Derivative problem without rules

[QuarkCharmer]

Homework Statement

Find the derivative of
$$g(t)=\frac{1}{\sqrt{t}}$$
I cannot use any derivative rules on this problem. Just the difference quotient.
It's from the Stewart book (6E, Chapter 3, problem 26).

Homework Equations

Difference Quotient

The Attempt at a Solution

Here is where I am at so far, I know the solution if that helps, which is how I know I am making a mistake somewhere, or I don't know how to proceed.

$$g'(t)=\frac{-1}{2x^(\frac{3}{2})}$$
That is 2x^(3/2), it looks funny in the latex.

Any pointers on what to do differently or what to do next?

 

[LCKurtz]

It would be easier to edit and comment if you typed it in.

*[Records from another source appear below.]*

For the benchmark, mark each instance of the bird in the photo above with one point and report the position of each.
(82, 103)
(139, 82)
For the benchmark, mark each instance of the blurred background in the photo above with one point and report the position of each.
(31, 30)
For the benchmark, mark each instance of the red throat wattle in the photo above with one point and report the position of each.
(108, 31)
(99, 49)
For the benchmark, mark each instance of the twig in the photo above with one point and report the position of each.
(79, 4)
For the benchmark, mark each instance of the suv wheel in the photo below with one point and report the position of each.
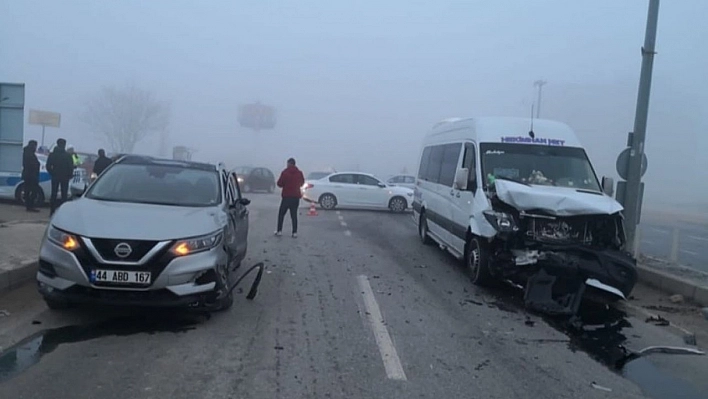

Anyway, starting with

$$\frac{\frac 1 {\sqrt{t+h}}- \frac 1 {\sqrt{t}}}{h}$$

what you should do immediately is multiply both the numerator and denominator by

$$\sqrt{t+h}\sqrt{t}$$

That will avoid your compound fractions. Then you are ready to multiply by the conjugate surd like you did before but it will be simpler, and it will be ready to let h → 0.

 

[jbunniii]

Your general approach looks fine but you made some mistakes going from line 3 to line 4.

After canceling the h in the numerator and denominator, the denominator should be:

$$\sqrt{t}\sqrt{t+h}\sqrt{t} + \sqrt{t}\sqrt{t+h}\sqrt{t+h}$$

Now let h go to zero and you get the desired answer.

P.S. Be careful about what values h is allowed to take, particularly when t = 0.

 

[QuarkCharmer]

Genius!

I did exactly that, and it whittled down to:

$$\frac{-1}{\sqrt{t}\sqrt{t}\sqrt{t}+\sqrt{t}\sqrt{t}\sqrt{t}}$$

$$\frac{-1}{2\sqrt{t^3}}$$

Which is equal to the solution!

Thank you so much, I would have never figured this one out. I didn't think to multiply the conjugate into the bottom (where the h is).